Non c’è due senza tre.
L’arrivo del terzo allenatore è la certificazione del momento molto triste che vive il Napoli.
Ricordiamo solo un anno così, quello dei cinque allenatori che portò alla retrocessione in B. Doveva essere il 98 e Zeman e Mazzone furono di passaggio in una squadra che non aveva né capo, né coda, con il principe Giannini a predicare da solo in mezzo al campo, a fine carriera.
Torniamo a noi. Mazzarri ha dato più di quello che poteva dare, dedicandosi giorno e notte alla causa azzurra. È arrivato a pochi minuti dai rigori nella finale di Supercoppa italiana ed è stato quello l’inizio della parabola discendente della sua breve avventura.

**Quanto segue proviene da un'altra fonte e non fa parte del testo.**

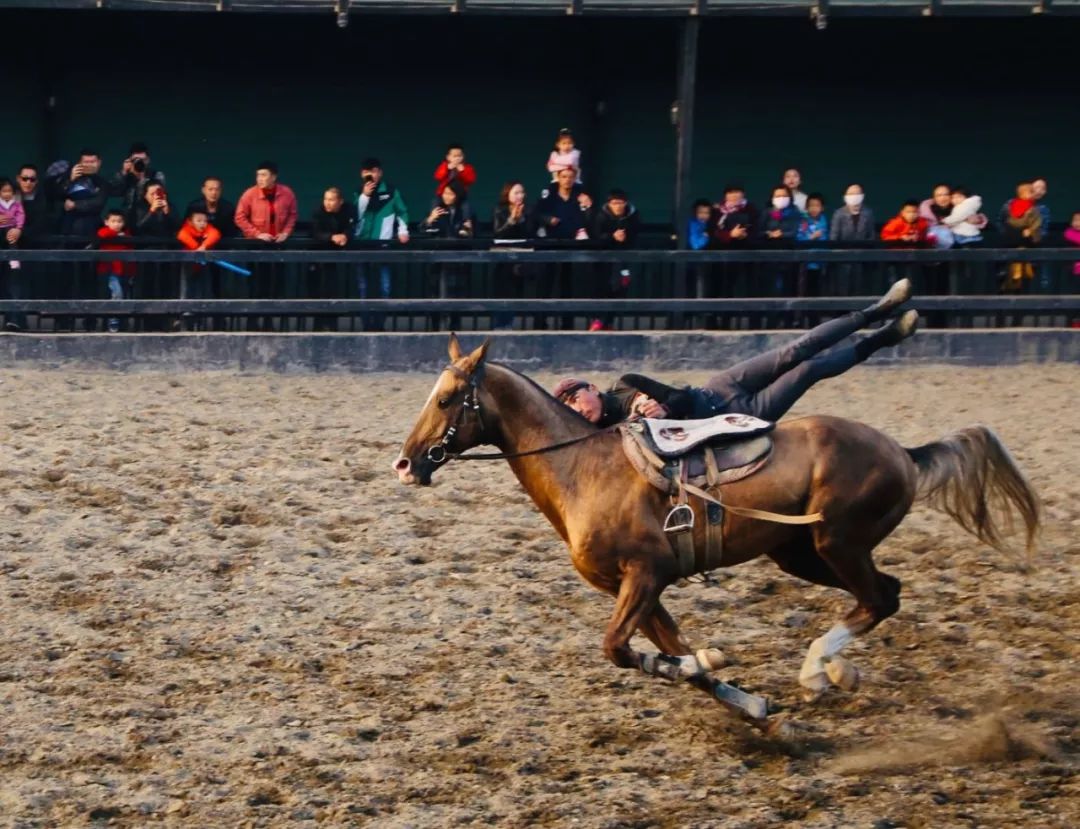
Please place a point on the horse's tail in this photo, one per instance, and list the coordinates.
(971, 476)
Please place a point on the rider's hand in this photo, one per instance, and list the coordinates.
(649, 408)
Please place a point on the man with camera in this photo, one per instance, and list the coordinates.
(131, 182)
(381, 216)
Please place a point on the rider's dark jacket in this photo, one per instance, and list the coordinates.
(688, 403)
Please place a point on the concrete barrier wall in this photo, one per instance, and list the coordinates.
(656, 351)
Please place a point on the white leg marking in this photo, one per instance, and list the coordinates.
(812, 675)
(670, 667)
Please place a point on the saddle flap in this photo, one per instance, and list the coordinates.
(709, 465)
(672, 438)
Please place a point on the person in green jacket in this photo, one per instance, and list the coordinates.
(381, 215)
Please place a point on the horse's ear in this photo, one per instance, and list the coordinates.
(454, 348)
(476, 357)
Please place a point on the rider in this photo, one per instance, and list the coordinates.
(766, 385)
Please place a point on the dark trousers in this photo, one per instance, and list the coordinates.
(769, 384)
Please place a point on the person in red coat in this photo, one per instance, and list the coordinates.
(907, 226)
(119, 274)
(455, 168)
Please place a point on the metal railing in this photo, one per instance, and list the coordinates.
(475, 286)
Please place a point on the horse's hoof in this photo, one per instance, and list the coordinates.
(712, 658)
(785, 730)
(814, 688)
(841, 674)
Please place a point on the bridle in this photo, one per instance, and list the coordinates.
(439, 454)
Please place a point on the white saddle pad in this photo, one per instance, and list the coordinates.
(677, 436)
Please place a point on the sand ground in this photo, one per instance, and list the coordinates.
(219, 609)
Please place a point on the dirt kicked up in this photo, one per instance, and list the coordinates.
(220, 609)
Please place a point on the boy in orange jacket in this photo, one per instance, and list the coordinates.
(907, 227)
(197, 234)
(455, 168)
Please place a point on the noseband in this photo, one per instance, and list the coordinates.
(437, 453)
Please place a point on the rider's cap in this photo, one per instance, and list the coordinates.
(567, 386)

Ha dovuto inserire molte pedine nuove a gennaio e i risultati sono stati deludenti. Troppi moduli, mai uno schema da calcio fermo o alternativo al giro palla da una fascia all’altra.
Lo salutiamo con gratitudine per la pazienza di questi mesi e la bellezza di quegli anni con Lavezzi e Cavani.
Calzona debutta subito. Il calendario è fitto e c’è il Barcellona negli ottavi di Champions, con la città in frenetica attesa.
Capiremo se la squadra, dopo Garcia, si era stancata anche di Mazzarri. Capiremo se dobbiamo iniziare a guardare in basso. E, soprattutto, capiremo se è arrivato il momento di non trovare nell’allenatore il capro espiatorio.